Habitués aux discours longs comme un jour sans riz et à « la langue de bambou », ceux-ci n’ont jamais vraiment été confrontés à la question. D’habitude, on les écoute religieusement et peu osent remettre en cause ce qu’ils disent. D’où impossibilité de se rendre compte de ses erreurs, et surdité aiguë à la critique. La communication officielle chinoise se résume souvent à du formalisme sans vraie communication. Les journalistes n’osent d’ailleurs pas trop déranger ni pousser dans leurs retranchements ces pauvres fonctionnaires « sensibles » qui supportent difficilement la critique.

L’arène de l’émission de discussion politique de Wuhan TV.

Ces émissions, où les présentatrices sont souvent assez coriaces et ne laissent pas beaucoup de marge ni ne prennent trop de pincettes avec les « accusés », apprennent aussi aux fonctionnaires à répondre aux questions sans éluder, de façon claire et concrète ou tout simplement à accepter de dire « je ne sais pas », quand ceux-ci préféraient auparavant se retrancher dans le mutisme par peur de perdre la face.

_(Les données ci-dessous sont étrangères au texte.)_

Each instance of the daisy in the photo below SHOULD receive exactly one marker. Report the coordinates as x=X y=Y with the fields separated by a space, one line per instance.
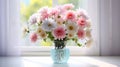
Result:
x=72 y=27
x=48 y=25
x=43 y=35
x=59 y=32
x=59 y=19
x=70 y=35
x=68 y=6
x=33 y=19
x=82 y=13
x=70 y=15
x=82 y=23
x=88 y=33
x=44 y=13
x=81 y=34
x=39 y=30
x=33 y=37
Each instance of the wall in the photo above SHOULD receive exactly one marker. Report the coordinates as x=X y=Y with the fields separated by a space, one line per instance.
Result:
x=109 y=27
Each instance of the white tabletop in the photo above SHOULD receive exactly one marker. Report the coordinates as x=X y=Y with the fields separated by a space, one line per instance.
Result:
x=82 y=61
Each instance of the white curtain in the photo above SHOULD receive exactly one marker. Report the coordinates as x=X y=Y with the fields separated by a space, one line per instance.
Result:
x=9 y=27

Elles apprennent aussi aux gens du public et aux habitants de la ville à formuler leurs demandes et à pointer du doigt les problèmes de façon posée et non pas en faisant un scandale ou en tournant la discussion au pugilat, comme on peut le voir lors des débats dans certains pays.

Les gens voient aussi qu’en dehors du côté cathartique de l’émission – il y a un certain plaisir à voir les fonctionnaires pleurer, suer, trembler – un problème très sérieux est pointé du doigt : « l’attitude des fonctionnaires envers leur travail et le peuple » et l’impact que cela a sur la société et les projets de la communauté.

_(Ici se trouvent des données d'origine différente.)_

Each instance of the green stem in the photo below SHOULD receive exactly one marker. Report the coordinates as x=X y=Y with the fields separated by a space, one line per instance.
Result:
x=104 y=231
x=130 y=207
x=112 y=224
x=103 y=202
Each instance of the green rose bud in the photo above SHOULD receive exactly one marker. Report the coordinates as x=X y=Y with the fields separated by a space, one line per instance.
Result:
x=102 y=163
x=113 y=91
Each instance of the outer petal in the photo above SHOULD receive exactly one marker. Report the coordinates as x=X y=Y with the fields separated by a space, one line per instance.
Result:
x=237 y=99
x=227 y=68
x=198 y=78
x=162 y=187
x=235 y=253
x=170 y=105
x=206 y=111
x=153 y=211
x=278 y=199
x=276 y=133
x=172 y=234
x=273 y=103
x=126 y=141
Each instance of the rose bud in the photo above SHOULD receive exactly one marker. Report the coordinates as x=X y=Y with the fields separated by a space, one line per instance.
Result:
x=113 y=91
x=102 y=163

C’est d’ailleurs un des contenus importants du XVIIIeCongrès du PCC : l’efficacité du gouvernement et la gestion gouvernementale par la loi. « S’en tenir aux intérêts du peuple » est aussi un leitmotiv de la ligne politique chinoise actuelle.

Dans ces émissions, on est passé du « jeter les fonctionnaires dans la fosse aux lions » à la discussion posée et réfléchie pour résoudre des problèmes concretset aujourd’hui, les gens regardent ces émissions pour découvrir les problèmes existants et comment ceux-ci sont vont être résolus.

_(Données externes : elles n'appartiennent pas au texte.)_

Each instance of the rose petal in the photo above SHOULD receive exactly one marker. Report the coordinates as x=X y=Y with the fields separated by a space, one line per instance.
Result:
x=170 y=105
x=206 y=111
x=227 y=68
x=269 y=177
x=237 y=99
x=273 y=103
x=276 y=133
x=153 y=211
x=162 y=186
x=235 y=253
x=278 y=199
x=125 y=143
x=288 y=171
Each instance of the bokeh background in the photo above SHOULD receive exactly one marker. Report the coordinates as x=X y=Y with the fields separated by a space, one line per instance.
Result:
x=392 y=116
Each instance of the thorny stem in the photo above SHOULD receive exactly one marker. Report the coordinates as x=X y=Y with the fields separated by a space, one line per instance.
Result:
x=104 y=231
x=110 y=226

En octobre de l’année dernière, Wuhan TV a produit un nouveau programme : « Politique en direct » qui invite un responsable de département à venir régler les problèmes en direct ou à proposer des solutions aux problèmes soulevés par le public ou les téléspectateurs.

Une autre fonction de ces émissions est donc de permettre aux gens de surveiller et de vérifier si les problèmes soulevés ou exposés au grand jour ont été résolus. D’après les statistiques, lors des 5 émissions d’« examen de fin d’année » de 2015, 1,56 million d’internautes ont participé à l’émission sur Weibo, 4 950 problèmes ont été mis à jour.

Finalement, tout le monde semble y trouver son compte, malgré quelques doutes émis par certains sur ces émissions quant à leur objectivité ou leur efficacité, les gens n’attendent pas qu’elles deviennent un tribunal pour fonctionnaires ou une « réunion de plaignants », mais plutôt une sorte de conseil municipal télévisé où chacun peut s’exprimer, où des solutions aux problèmes puissent être trouvées, ou au minimum que les problèmes puissent être soulevés. En octobre de l’année dernière, Wuhan TV a produit un nouveau programme : « Politique en direct » qui invite un responsable de département à venir régler les problèmes en direct ou à proposer des solutions aux problèmes soulevés par le public ou les téléspectateurs.

Cela suffit à montrer l’intérêt que les Chinois portent aux problèmes de société et de politique publique et la voie vers laquelle s’engage ce pays de 1,3 milliard d’habitants aux traditions encore très bureaucratiques et les changements qui s’y impriment peu à peu.